There's something that irks me about this song, and it's that Paul has tried to take credit for co-authorship. I've spoken before about my suspicion that a faulty memory, a belief in his own awesomeness, and an instinct to protect his legacy from those who would crown John Lennon King of the Beatles have all led Paul to revise history somewhat and occasionally take credit for songs that weren't his. And "This Boy" is a prime example of this. According to John, this song was his, and that's been the generally accepted feeling for a while. Until recently-- I think I first heard of Paul trying to say he co-wrote "This Boy" in Many Years from Now by Barry Miles, a very good book that relies almost entirely on Paul's reminiscences. But the books I've read that were published before that one (and I haven't read every single one, of course, but I have read several) put this song in John's corner unambiguously, which leads me to believe Paul didn't try to put in a claim for "This Boy" until the Miles book, which pubbed in 1998. If I'm wrong about this, do please correct me, but this is what I remember.
But even if I am wrong about the pub dates and stuff, I don't NEED the books to back it up, because if you know anything about the way John and Paul wrote, it's totally a John song. Sure, I mean, this is an early song, when the band collaborated on stuff a lot, and I'm not saying Paul didn't contribute a few lyrics or something. But there's no way this is another "She Loves You"-- this was not written in equal partnership. I just don't hear that. "This Boy" was written as a tribute to Smokey Robinson, whom John worshipped and tried to emulate all the time (other moments in which John tries to do Smokey Robinson: "Yes It Is," "Not a Second Time," "All I've Got to Do," probably others; whereas I'm not sure Paul ever did so consciously). And its dense three-part harmonies are a total John-ism, not to mention its lyric all about jealousy and insecurity. So Paul, I'm sorry, but I just don't buy your argument here. I'm giving this one to John.

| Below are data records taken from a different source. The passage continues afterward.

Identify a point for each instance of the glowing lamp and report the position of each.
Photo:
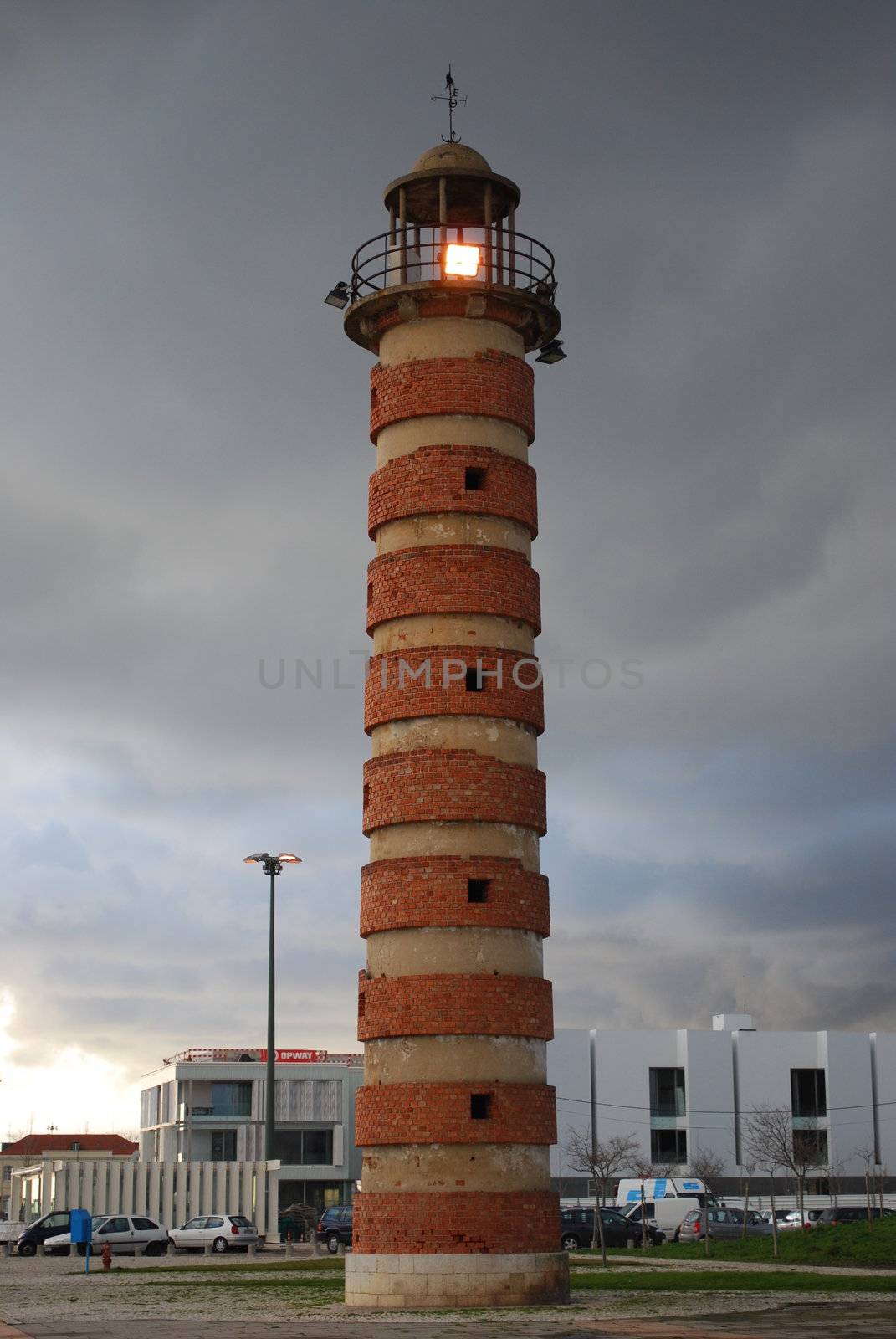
(461, 260)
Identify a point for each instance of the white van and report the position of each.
(662, 1188)
(668, 1200)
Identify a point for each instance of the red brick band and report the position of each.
(456, 1113)
(456, 1222)
(490, 383)
(433, 682)
(449, 1004)
(416, 890)
(453, 479)
(453, 579)
(452, 787)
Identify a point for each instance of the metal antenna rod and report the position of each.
(453, 100)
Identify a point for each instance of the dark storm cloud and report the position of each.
(185, 495)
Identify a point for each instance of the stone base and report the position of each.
(457, 1280)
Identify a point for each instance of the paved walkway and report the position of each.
(824, 1321)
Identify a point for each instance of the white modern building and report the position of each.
(207, 1105)
(684, 1091)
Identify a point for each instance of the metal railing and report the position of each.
(417, 254)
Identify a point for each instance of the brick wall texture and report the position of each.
(453, 579)
(452, 785)
(416, 890)
(397, 686)
(454, 1004)
(433, 479)
(492, 383)
(456, 1222)
(441, 1113)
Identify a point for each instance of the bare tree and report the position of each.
(832, 1172)
(709, 1168)
(771, 1138)
(604, 1160)
(868, 1158)
(601, 1162)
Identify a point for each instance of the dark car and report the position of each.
(334, 1227)
(851, 1213)
(577, 1229)
(37, 1232)
(724, 1224)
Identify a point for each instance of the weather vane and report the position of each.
(453, 100)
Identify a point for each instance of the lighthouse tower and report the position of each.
(456, 1117)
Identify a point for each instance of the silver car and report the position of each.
(724, 1224)
(220, 1231)
(125, 1235)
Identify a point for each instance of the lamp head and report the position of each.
(461, 260)
(338, 296)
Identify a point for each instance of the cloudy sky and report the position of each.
(187, 461)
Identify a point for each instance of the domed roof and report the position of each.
(450, 156)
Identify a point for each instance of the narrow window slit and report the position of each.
(477, 890)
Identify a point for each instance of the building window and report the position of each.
(224, 1145)
(668, 1147)
(808, 1093)
(668, 1093)
(477, 890)
(472, 680)
(231, 1100)
(305, 1148)
(811, 1147)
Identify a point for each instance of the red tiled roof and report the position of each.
(33, 1145)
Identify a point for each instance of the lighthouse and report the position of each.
(456, 1117)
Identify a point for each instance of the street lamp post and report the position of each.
(272, 865)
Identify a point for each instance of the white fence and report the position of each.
(169, 1192)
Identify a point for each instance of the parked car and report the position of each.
(851, 1213)
(793, 1218)
(37, 1232)
(666, 1215)
(577, 1229)
(334, 1227)
(221, 1231)
(724, 1224)
(125, 1235)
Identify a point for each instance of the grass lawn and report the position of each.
(852, 1244)
(719, 1280)
(331, 1285)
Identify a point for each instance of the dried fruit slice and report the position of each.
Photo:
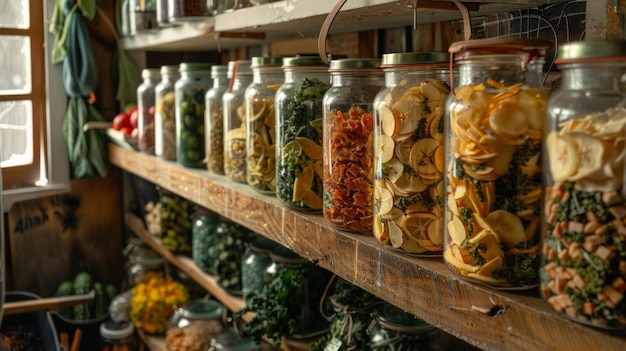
(508, 227)
(563, 156)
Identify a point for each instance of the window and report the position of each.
(32, 103)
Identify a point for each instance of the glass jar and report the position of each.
(234, 121)
(117, 336)
(348, 143)
(142, 16)
(190, 89)
(204, 225)
(495, 120)
(214, 119)
(145, 110)
(193, 326)
(304, 298)
(187, 10)
(267, 77)
(231, 340)
(409, 157)
(394, 329)
(299, 115)
(582, 271)
(165, 114)
(254, 262)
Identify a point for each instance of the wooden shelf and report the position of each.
(424, 287)
(293, 19)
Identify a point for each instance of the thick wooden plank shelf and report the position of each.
(424, 287)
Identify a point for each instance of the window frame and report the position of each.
(48, 117)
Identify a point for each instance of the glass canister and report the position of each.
(165, 114)
(194, 325)
(409, 152)
(117, 336)
(214, 119)
(204, 226)
(267, 77)
(348, 161)
(187, 10)
(190, 90)
(299, 115)
(145, 109)
(231, 340)
(495, 118)
(393, 329)
(254, 262)
(234, 121)
(583, 269)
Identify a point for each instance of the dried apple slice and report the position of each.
(385, 146)
(563, 156)
(508, 228)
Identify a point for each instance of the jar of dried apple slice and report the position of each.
(583, 270)
(409, 153)
(495, 118)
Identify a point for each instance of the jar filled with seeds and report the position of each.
(235, 121)
(348, 166)
(254, 262)
(408, 156)
(203, 228)
(393, 329)
(194, 325)
(214, 118)
(495, 118)
(583, 268)
(165, 114)
(299, 115)
(190, 91)
(267, 77)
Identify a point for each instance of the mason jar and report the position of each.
(214, 119)
(393, 329)
(299, 116)
(409, 152)
(303, 298)
(145, 109)
(254, 262)
(235, 121)
(267, 77)
(495, 119)
(194, 325)
(190, 90)
(165, 114)
(348, 143)
(203, 228)
(583, 270)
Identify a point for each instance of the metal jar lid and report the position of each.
(354, 64)
(258, 62)
(591, 50)
(303, 61)
(415, 58)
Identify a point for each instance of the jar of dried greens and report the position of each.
(214, 119)
(145, 109)
(193, 325)
(235, 121)
(393, 329)
(495, 116)
(348, 166)
(267, 77)
(165, 114)
(408, 156)
(583, 270)
(203, 228)
(299, 114)
(190, 89)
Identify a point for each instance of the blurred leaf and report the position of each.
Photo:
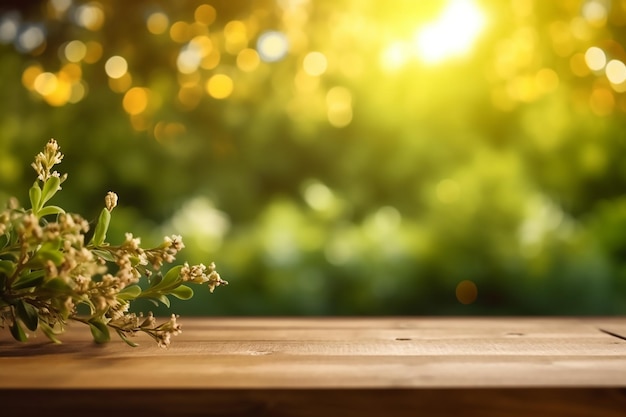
(28, 280)
(49, 332)
(56, 285)
(183, 292)
(17, 332)
(99, 330)
(169, 279)
(28, 314)
(126, 339)
(129, 293)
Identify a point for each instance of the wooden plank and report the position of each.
(336, 366)
(550, 402)
(326, 353)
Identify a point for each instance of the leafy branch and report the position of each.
(49, 276)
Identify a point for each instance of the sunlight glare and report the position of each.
(452, 34)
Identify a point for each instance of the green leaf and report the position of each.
(17, 332)
(169, 280)
(45, 254)
(126, 339)
(35, 197)
(106, 255)
(129, 293)
(182, 292)
(160, 298)
(31, 279)
(7, 267)
(46, 211)
(50, 188)
(101, 227)
(28, 314)
(49, 332)
(156, 279)
(99, 330)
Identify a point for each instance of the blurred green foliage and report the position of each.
(350, 157)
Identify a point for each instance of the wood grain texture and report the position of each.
(364, 366)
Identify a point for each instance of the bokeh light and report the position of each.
(116, 66)
(342, 157)
(272, 46)
(220, 86)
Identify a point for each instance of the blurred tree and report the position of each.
(340, 157)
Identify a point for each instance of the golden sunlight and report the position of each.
(452, 34)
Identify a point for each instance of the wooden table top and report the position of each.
(537, 357)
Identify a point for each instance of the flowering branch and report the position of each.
(50, 276)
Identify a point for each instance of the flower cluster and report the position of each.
(51, 274)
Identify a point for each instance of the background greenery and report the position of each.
(418, 154)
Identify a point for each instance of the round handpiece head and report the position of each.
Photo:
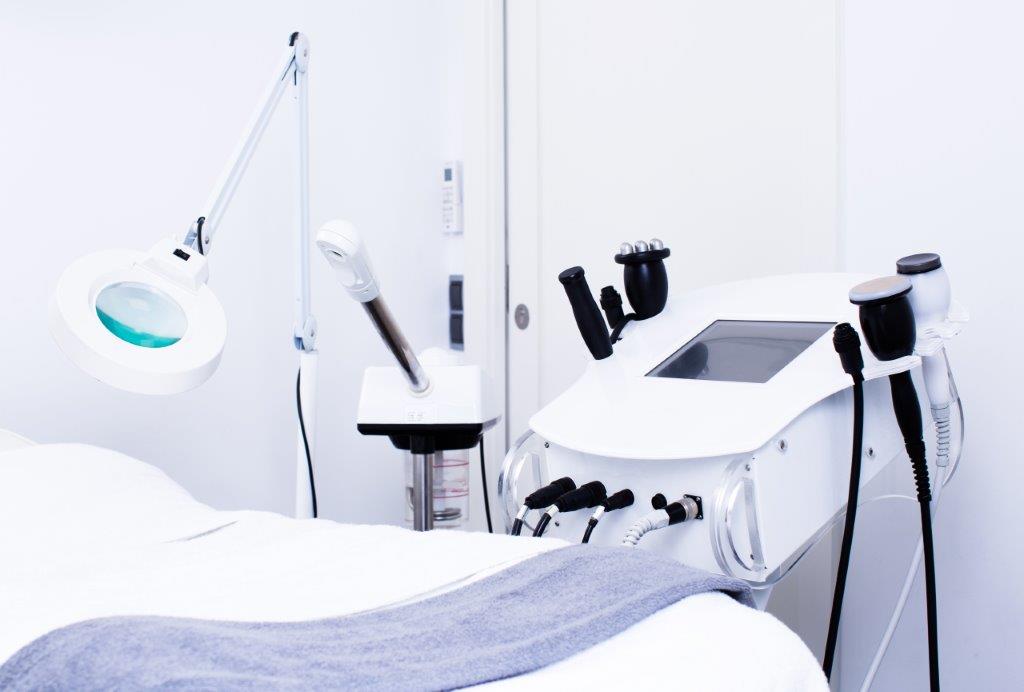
(886, 316)
(546, 495)
(619, 501)
(346, 253)
(931, 296)
(587, 495)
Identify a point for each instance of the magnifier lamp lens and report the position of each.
(140, 314)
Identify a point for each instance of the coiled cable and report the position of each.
(911, 572)
(649, 522)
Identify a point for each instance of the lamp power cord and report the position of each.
(305, 440)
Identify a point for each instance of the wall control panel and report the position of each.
(452, 198)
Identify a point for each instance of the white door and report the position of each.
(710, 125)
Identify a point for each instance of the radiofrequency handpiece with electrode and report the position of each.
(728, 409)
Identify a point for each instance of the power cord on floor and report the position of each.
(305, 440)
(847, 344)
(483, 480)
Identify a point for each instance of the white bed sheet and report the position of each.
(87, 532)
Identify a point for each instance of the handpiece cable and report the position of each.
(911, 571)
(847, 344)
(305, 440)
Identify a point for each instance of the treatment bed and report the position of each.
(87, 533)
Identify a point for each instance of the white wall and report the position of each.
(933, 152)
(117, 119)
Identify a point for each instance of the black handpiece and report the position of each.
(588, 316)
(645, 277)
(587, 495)
(543, 498)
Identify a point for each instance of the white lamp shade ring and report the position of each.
(134, 329)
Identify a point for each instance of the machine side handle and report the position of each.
(587, 314)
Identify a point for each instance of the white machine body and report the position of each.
(769, 457)
(456, 396)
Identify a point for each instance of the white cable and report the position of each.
(649, 522)
(942, 448)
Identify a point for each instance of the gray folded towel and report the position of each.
(532, 614)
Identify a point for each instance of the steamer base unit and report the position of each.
(735, 395)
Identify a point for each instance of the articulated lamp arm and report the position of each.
(291, 70)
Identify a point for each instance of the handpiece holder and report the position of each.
(587, 314)
(889, 328)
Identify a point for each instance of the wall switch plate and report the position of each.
(452, 198)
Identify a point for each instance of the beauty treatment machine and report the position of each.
(422, 407)
(727, 409)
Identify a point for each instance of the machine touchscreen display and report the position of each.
(738, 350)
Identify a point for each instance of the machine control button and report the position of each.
(521, 316)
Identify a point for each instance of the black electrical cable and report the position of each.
(847, 344)
(930, 595)
(483, 480)
(622, 326)
(590, 529)
(305, 440)
(542, 525)
(851, 518)
(199, 234)
(907, 409)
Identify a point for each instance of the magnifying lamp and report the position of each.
(147, 322)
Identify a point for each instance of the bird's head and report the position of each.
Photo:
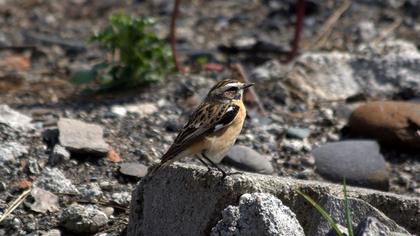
(227, 90)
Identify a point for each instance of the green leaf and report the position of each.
(83, 76)
(322, 212)
(347, 210)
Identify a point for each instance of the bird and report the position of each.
(212, 128)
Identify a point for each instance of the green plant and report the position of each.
(325, 215)
(139, 57)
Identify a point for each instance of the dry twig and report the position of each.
(15, 204)
(300, 14)
(174, 16)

Now that I've settled that one to my satisfaction (though again, feel free to quibble) I can write about how much I love "This Boy." I am a sucker for some tight vocal harmonies and some good singing, and "This Boy" has heaps of both. It also features a lazily groovy bass line from Paul and some nice jangly guitar work from George, which keep the song tight and well-structured and stuff, but are still just bonuses to me in the midst of all the beeyooteeful singing. So about the singing: John is taking the bottom part of the three-part harmonies here, with George in the middle and Paul on top. And John's vocal line, just the tiniest bit breathy and at the low end of his range, has this sweet seductive quality that grounds the earnestness of the other two, don't you think? And the fact that he's been singing so low just makes it crazy crazy ecstatic when he goes high and pleading and screamy and weepy in the bridge. Totally one of John's best vocal moments. Yow.
"This Boy" was a fun one to do live, but the close harmonies required actually being able to hear each other over the screaming of the fangirls, which led to situations like this one from their first American show at the Washington Coliseum. It was a weird show anyway-- the boxing-style arena forced the band to rearrange themselves between songs to face a different portion of the crowd-- but the sight of John, Paul, and George all crammed around one mic for "This Boy" is pretty funny.
Of course, they had to do the same thing on their second Ed Sullivan appearance. (This version has more prominent drumming, which I actually kind of like. Also, dig how the girls lose their minds when John comes out of the bridge.)
That sweet 12/8 time has me swaying in my desk chair and sighing girlishly to myself. Oh, "This Boy," how I love you.
"This Boy," released in the U.K. as a B-side to "I Want to Hold Your Hand," November 29, 1963; in the U.S. side A track 3 of Meet the Beatles, January 20, 1964.